Duality and $χ^<$-Boundedness of Ordered Graphs
Michal Čertík, Jaroslav Nešetřil
TL;DR
This work analyzes ordered graphs under edge- and order-preserving homomorphisms, delivering a complete singleton duality classification and a robust theory of $\chi^<$-boundedness tailored to order. It introduces the monotone-matching framework and greedy ordered coloring to obtain efficient colorings, and proves a Sparse Incomparability Lemma for ordered homomorphisms. The results yield a dense homomorphism order with explicit gaps, and reveal that, unlike unordered graphs, ordered graphs exhibit a richer gap structure tied to consecutive monotone matchings and isolated edges. Overall, the paper provides foundational duality, bounding, and density results that deepen understanding of ordered graph homomorphisms and their structural implications.
Abstract
We show that there exists only one duality pair for ordered graphs.
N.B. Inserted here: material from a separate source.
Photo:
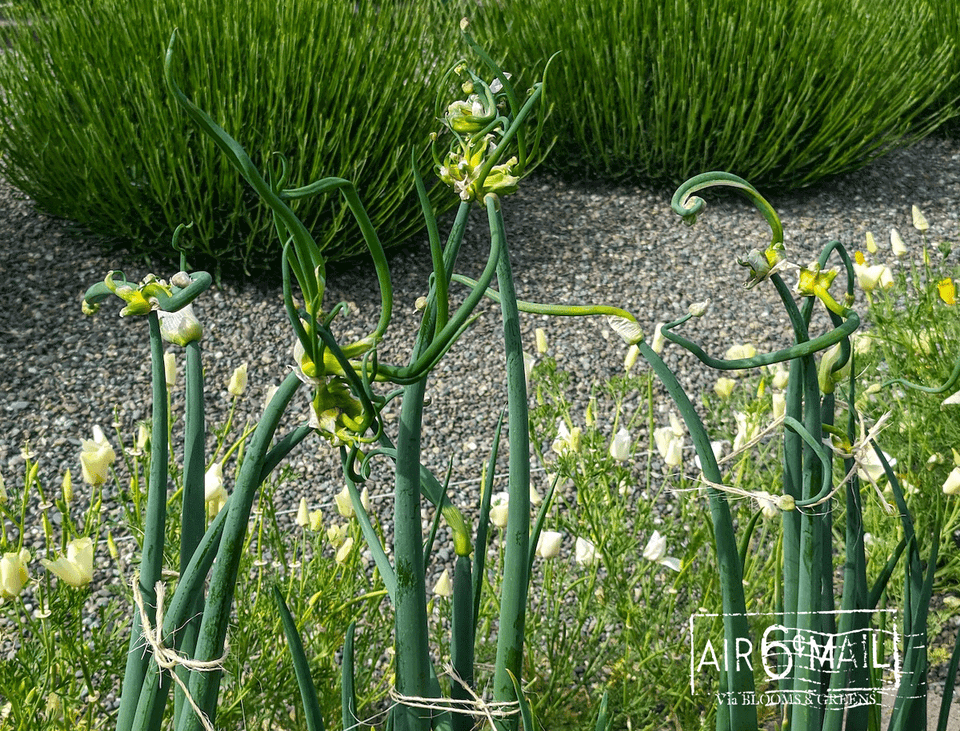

We will also define a corresponding definition of $χ^<$-boundedness for ordered graphs and show that all ordered graphs are $χ^<$-bounded and prove an analogy of Gyárfás-Sumner conjecture for ordered graphs. We also prove an analogy of Sparse Incomparability Lemma for ordered graphs. We then use this result to show classes of ordered graphs that form a dense order under ordered homomorphisms. We also show that compared to graphs, ordered graphs have more gaps, defined by consecutive monotone matchings and by even more generic pairs of ordered graphs differing by one isolated edge.